Do you have them wired to Arduino pins already?

When you want your code to always see all button press and release, your code can't use delay() without become massive and problematic and always slower response than...

No-blocking, event-driven code that lets you sense and respond 10's of times per millisecond. Your button code reads the contacts bouncing like a dozen press-release events in 2 ms, button debounce routines find ways to determine a stable state or just assume one after 20 to 100 ms which is way too long to wait with multiple buttons, leave some acting dead half the time.
What I wrote takes 3.5 ms of the same pin state after the last bounce, could take less by reading more often than twice a ms.

You don't need to know the button code to use it but may need help expanding from 2 buttons to 11 and reading every 40 or 50 micros instead of 250 --- only 1 pin is read in any read, it shortens void loop() greatly.

YOUR CODE only needs to read buttonHistory[ button # ] for (had to edit an error)
0 is the button held down
255 is the button left up
127 is the button changing from up to down, button just released & stable 3.5 ms.
128 is the button changing from down to up, button just pressed & stable 3.5 ms.
everything else is bounce.

If you see bounce and feel safe, you may assume the next stable state will be the opposite of the last.

For most uses,

void loop()
{
multiButtonsTask();

// make one of these for each button, ask for help making short steps out of long code.
if ( buttonHistory[ 0 ] == 127 ) // buttonHistory does not change as fast as this runs
{
// code for what pressing that button does -- May be broken into steps as switch/case

if ( finished ) or in final case buttonHistory[ 0 ] = 255; // quit triggering
}

Arduino can do light work in about 20 microseconds (320 cycles), if your sketch should read a pin every 50 us then make sure that void loop runs at least that often.

I predict that you will try what looks easiest first.

GoForSmoke,

Thank you for writing that out, I understand that a bit more.
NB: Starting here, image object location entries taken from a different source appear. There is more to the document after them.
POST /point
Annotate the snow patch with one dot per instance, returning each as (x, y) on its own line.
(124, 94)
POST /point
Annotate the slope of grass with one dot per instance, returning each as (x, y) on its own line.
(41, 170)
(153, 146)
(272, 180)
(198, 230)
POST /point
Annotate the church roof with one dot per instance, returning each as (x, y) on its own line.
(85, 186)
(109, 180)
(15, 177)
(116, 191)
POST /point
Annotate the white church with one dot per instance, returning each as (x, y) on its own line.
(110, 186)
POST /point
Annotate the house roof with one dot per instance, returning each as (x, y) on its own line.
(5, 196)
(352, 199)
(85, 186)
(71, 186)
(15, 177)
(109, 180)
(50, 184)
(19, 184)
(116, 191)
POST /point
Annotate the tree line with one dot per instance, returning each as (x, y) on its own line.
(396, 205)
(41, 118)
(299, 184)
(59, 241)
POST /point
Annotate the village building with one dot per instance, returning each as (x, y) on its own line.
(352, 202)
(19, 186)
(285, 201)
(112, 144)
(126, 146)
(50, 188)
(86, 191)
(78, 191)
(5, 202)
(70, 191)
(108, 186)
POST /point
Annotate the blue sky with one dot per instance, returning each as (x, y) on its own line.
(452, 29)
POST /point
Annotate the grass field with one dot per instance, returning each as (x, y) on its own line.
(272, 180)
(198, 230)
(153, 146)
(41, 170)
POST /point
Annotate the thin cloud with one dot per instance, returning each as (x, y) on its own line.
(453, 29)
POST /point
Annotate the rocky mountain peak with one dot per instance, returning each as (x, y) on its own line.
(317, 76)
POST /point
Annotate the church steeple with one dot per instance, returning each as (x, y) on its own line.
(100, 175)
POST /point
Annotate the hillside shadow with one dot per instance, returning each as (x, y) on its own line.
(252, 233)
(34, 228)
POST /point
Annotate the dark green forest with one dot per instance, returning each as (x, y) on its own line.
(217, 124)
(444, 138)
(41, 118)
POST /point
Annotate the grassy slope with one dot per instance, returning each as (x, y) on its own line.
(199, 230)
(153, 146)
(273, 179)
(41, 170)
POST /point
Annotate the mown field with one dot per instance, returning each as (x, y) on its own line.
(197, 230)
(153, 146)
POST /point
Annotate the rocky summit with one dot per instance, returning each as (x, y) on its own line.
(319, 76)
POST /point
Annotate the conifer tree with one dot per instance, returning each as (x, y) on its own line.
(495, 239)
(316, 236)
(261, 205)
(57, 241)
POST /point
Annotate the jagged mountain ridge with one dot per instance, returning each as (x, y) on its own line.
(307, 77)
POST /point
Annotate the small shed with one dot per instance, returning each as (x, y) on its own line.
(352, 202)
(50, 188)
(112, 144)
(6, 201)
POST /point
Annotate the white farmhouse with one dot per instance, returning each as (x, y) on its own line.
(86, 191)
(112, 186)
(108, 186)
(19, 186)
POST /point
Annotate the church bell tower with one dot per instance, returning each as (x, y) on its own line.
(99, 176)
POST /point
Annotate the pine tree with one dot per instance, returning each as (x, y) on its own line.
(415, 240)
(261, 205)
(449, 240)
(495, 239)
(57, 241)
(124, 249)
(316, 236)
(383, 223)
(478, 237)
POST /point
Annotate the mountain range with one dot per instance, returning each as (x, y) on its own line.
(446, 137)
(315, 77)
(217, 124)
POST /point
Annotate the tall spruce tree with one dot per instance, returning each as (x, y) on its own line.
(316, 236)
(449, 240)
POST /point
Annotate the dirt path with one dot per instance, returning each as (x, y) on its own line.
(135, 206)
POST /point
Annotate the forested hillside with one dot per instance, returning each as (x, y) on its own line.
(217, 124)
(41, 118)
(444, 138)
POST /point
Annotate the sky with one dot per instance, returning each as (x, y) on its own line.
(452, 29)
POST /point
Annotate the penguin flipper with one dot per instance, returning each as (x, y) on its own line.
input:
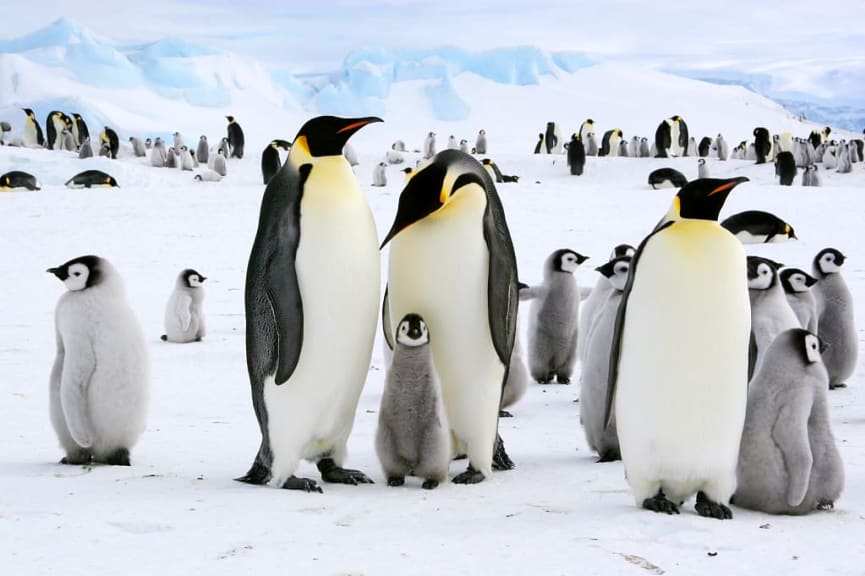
(79, 362)
(616, 346)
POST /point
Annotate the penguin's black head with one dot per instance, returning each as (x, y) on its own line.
(80, 273)
(566, 260)
(703, 199)
(432, 186)
(327, 135)
(412, 331)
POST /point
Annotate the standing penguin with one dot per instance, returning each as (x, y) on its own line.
(32, 135)
(681, 345)
(184, 319)
(835, 319)
(576, 155)
(100, 379)
(554, 319)
(788, 460)
(300, 310)
(797, 288)
(452, 261)
(413, 437)
(596, 365)
(235, 137)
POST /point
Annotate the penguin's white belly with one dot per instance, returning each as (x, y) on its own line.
(337, 266)
(682, 383)
(439, 269)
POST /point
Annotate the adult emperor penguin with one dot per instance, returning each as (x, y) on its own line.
(679, 358)
(100, 379)
(797, 288)
(301, 314)
(452, 261)
(184, 319)
(788, 460)
(32, 135)
(235, 137)
(836, 324)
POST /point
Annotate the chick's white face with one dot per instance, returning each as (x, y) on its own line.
(77, 280)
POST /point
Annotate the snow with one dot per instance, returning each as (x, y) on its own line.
(177, 509)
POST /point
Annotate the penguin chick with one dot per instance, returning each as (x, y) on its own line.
(788, 460)
(184, 318)
(413, 436)
(100, 379)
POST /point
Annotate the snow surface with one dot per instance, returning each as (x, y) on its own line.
(177, 509)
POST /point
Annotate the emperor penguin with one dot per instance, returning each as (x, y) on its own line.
(202, 152)
(596, 364)
(429, 149)
(452, 262)
(413, 437)
(797, 288)
(379, 174)
(481, 142)
(759, 227)
(32, 136)
(679, 358)
(788, 460)
(554, 319)
(184, 318)
(771, 314)
(836, 324)
(100, 380)
(235, 137)
(301, 313)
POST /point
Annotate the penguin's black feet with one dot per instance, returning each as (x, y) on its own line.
(332, 473)
(258, 474)
(501, 460)
(659, 503)
(470, 476)
(711, 509)
(303, 484)
(119, 457)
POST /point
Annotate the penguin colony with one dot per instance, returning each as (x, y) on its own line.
(452, 366)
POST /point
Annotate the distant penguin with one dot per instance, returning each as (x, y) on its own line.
(771, 314)
(429, 148)
(762, 145)
(788, 459)
(836, 322)
(481, 142)
(413, 437)
(137, 147)
(109, 136)
(184, 318)
(100, 380)
(86, 149)
(758, 227)
(666, 178)
(17, 179)
(785, 168)
(92, 179)
(235, 137)
(610, 143)
(554, 319)
(576, 155)
(202, 152)
(379, 174)
(595, 370)
(32, 136)
(797, 288)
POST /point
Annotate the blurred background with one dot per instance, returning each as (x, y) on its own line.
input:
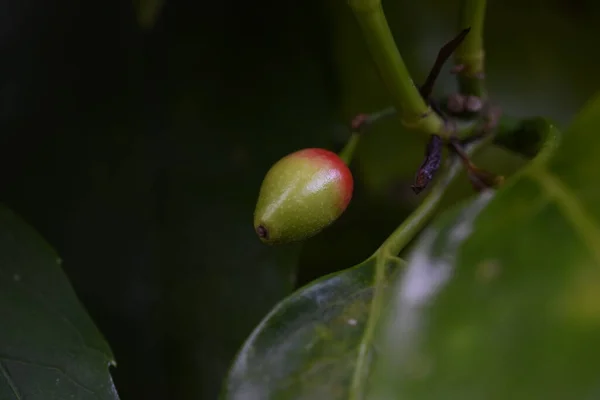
(138, 154)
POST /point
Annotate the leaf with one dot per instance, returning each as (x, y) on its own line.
(306, 348)
(148, 12)
(49, 347)
(501, 298)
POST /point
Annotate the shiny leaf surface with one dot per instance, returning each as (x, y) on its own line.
(501, 298)
(307, 347)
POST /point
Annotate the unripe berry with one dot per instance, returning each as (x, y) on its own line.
(301, 194)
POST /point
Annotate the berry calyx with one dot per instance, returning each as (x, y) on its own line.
(302, 193)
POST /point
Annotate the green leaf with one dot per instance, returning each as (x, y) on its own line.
(501, 298)
(148, 12)
(307, 347)
(49, 347)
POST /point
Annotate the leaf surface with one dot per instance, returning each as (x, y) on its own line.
(307, 347)
(49, 347)
(501, 298)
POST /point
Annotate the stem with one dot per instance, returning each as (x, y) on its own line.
(390, 248)
(415, 113)
(347, 152)
(470, 53)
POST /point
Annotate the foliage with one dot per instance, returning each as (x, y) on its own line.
(135, 137)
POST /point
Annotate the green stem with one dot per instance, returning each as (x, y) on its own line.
(390, 248)
(414, 111)
(347, 153)
(470, 53)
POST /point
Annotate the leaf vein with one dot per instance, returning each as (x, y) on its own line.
(48, 367)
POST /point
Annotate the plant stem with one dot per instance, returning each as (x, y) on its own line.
(347, 153)
(470, 53)
(414, 111)
(419, 218)
(390, 249)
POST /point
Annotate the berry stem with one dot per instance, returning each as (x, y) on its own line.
(391, 248)
(415, 113)
(347, 153)
(469, 58)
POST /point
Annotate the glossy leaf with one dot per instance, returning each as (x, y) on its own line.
(501, 299)
(49, 347)
(307, 347)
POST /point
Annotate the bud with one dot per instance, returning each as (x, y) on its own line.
(302, 193)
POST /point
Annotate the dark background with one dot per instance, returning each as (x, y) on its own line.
(139, 154)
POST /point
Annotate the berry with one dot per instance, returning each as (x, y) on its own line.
(302, 193)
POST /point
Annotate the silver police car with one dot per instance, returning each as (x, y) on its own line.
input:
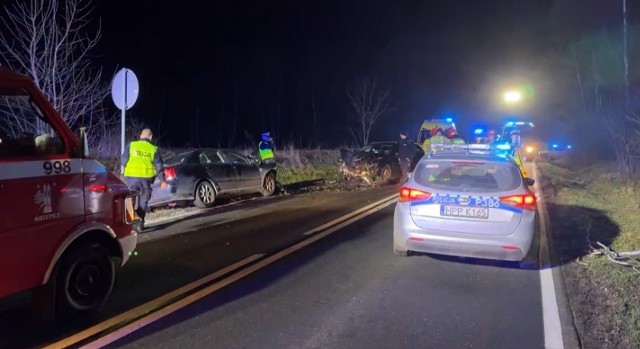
(465, 203)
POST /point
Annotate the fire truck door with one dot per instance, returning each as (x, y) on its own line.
(41, 202)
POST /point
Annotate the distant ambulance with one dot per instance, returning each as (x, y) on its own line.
(65, 220)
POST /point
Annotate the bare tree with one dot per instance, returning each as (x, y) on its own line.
(369, 105)
(49, 41)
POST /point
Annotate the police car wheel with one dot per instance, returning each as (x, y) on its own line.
(86, 278)
(205, 195)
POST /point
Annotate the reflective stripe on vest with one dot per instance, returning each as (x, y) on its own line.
(140, 164)
(265, 154)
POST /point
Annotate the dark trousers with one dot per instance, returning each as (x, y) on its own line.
(405, 164)
(143, 187)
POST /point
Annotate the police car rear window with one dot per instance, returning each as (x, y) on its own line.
(468, 176)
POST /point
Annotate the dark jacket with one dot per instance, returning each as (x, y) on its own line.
(406, 149)
(158, 163)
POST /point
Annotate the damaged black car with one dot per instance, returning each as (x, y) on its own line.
(375, 163)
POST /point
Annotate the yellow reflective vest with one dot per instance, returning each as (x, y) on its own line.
(140, 163)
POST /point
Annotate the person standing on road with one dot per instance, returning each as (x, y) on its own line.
(406, 152)
(142, 163)
(265, 148)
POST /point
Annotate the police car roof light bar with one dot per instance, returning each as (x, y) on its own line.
(481, 149)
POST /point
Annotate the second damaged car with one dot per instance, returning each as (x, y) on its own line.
(375, 163)
(204, 175)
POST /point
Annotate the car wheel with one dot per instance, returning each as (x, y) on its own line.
(205, 195)
(385, 175)
(85, 280)
(269, 184)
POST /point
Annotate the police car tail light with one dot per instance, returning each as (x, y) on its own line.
(526, 201)
(170, 173)
(409, 194)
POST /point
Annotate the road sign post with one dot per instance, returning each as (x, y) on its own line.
(124, 92)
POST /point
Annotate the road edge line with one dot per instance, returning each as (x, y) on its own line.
(152, 304)
(184, 302)
(551, 283)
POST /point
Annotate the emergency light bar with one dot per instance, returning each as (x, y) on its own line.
(473, 148)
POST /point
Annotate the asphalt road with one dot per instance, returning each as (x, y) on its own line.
(184, 250)
(350, 291)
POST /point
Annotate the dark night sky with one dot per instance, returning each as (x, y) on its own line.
(200, 63)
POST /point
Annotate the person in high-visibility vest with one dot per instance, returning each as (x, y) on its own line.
(265, 149)
(142, 164)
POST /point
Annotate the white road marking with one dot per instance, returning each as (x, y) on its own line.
(154, 304)
(550, 312)
(146, 320)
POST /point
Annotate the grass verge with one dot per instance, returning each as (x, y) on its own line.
(586, 206)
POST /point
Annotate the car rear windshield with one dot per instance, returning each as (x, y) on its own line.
(468, 176)
(177, 159)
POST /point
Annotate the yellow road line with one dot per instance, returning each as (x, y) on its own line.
(140, 311)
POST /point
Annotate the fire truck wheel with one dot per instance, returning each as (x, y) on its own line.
(86, 277)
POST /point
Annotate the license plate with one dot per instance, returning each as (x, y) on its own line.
(461, 211)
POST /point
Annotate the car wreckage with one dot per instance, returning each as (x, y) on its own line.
(375, 163)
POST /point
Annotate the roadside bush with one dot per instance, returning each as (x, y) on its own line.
(593, 205)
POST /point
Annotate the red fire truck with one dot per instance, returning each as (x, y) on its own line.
(65, 220)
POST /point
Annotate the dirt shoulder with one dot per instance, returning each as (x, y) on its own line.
(588, 206)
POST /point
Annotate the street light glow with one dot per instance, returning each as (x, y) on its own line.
(512, 96)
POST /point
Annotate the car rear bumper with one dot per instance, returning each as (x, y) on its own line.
(127, 246)
(171, 193)
(409, 237)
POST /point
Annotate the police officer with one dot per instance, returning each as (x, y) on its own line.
(265, 148)
(406, 152)
(142, 163)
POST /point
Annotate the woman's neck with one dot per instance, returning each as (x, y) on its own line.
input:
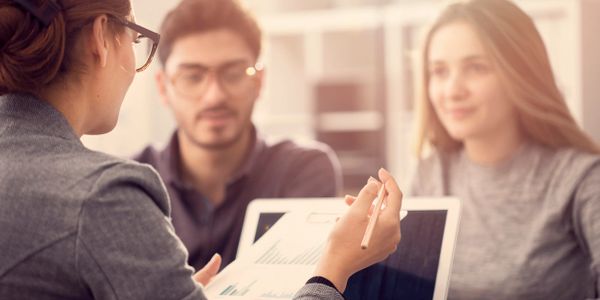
(492, 149)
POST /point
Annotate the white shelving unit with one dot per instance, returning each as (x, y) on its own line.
(371, 44)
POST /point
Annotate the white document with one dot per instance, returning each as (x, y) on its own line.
(281, 261)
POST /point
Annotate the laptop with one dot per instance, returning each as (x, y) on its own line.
(420, 267)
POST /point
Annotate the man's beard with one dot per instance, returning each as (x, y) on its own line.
(215, 146)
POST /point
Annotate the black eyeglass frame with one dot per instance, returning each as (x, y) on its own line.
(144, 32)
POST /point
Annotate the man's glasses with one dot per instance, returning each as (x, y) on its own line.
(145, 42)
(235, 78)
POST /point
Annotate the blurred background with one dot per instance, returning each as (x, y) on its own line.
(341, 72)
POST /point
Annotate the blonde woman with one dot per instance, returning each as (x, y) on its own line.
(494, 130)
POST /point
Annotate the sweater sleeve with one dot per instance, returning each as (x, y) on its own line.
(587, 225)
(317, 291)
(126, 245)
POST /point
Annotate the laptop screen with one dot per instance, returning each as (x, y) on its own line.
(418, 269)
(409, 273)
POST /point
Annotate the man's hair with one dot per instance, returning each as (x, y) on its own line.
(198, 16)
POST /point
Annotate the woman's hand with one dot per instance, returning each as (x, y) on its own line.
(343, 255)
(206, 274)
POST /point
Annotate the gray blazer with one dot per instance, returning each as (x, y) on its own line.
(79, 224)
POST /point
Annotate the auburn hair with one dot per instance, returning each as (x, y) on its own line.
(33, 55)
(517, 50)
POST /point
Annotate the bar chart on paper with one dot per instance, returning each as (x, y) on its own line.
(274, 256)
(278, 264)
(235, 290)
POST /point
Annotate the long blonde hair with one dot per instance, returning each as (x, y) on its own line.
(518, 52)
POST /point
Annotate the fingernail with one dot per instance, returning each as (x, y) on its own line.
(372, 185)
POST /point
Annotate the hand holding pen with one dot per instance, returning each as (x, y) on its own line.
(343, 255)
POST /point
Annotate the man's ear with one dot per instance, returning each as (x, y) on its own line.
(98, 42)
(161, 84)
(258, 82)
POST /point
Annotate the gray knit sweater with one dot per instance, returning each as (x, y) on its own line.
(78, 224)
(530, 226)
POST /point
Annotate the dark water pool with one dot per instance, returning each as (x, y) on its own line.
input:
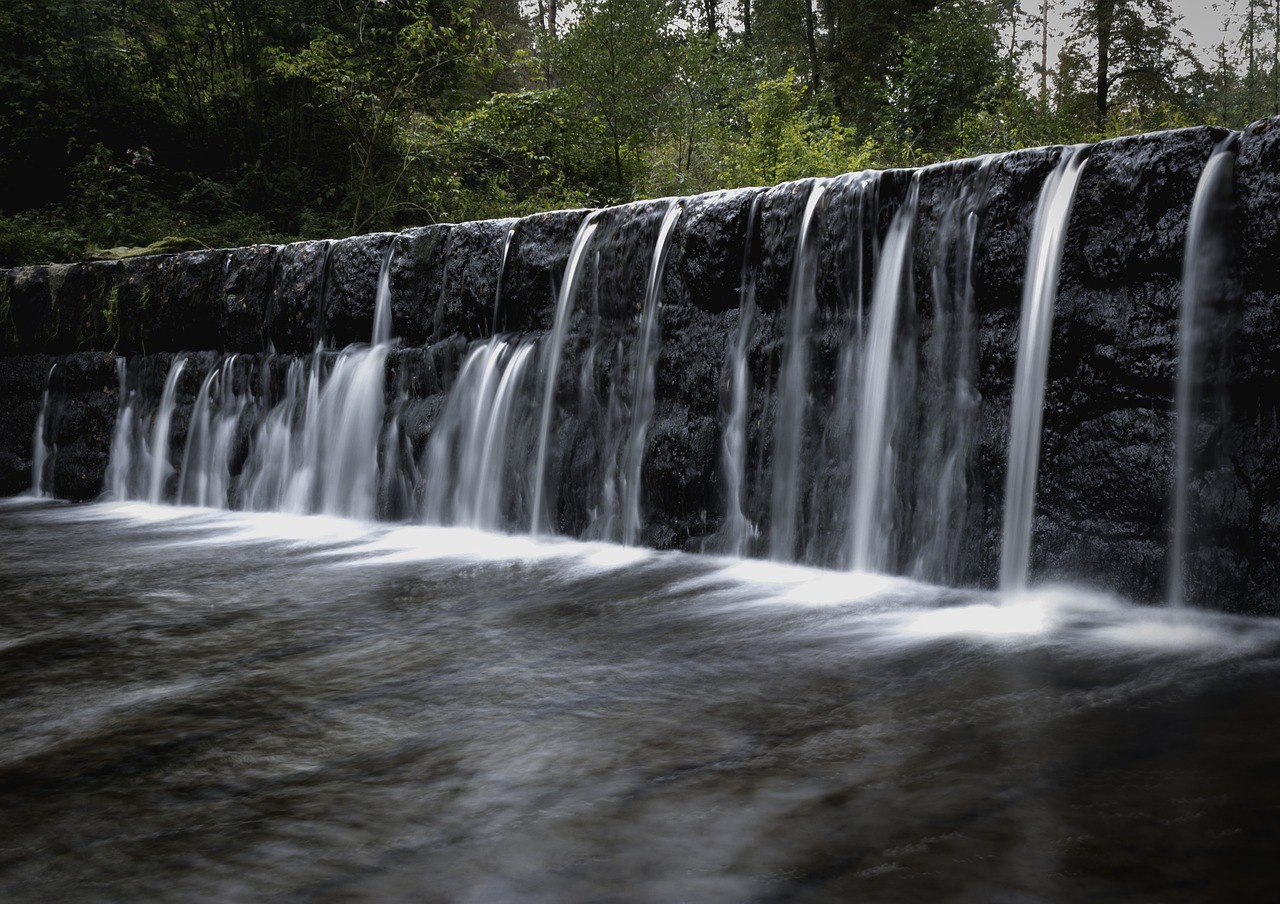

I do not have the wires soldered to the Arduino board yet, I wanted to make sure everything was good to go beforehand.

So if I understand correctly, I will have a slight delay in button function when pressing the buttons. Is that correct? Also pressing more than one button at a time will increase this time delay?

When you say button #, do you mean the pinout location from the board?

**

void loop()
{
multiButtonsTask();

// make one of these for each button, ask for help making short steps out of long code.
if ( buttonHistory[ 0 ] == 127 ) // buttonHistory does not change as fast as this runs
{
// code for what pressing that button does -- May be broken into steps as switch/case

if ( finished ) or in final case buttonHistory[ 0 ] = 255; // quit triggering
}

**

I will have 11 of the same code above just different pinout locations for the 11 different buttons, is that correct?

How does the computer know what to do with that button in the game? Doesn't the code need some kind of digital readout?

Yes, what kind depends on the game to a degree. Since you're using a Micro Atmega32U4, it can act as a keyboard and send keystrokes to the game.

I'd assume that needs to be a line of code?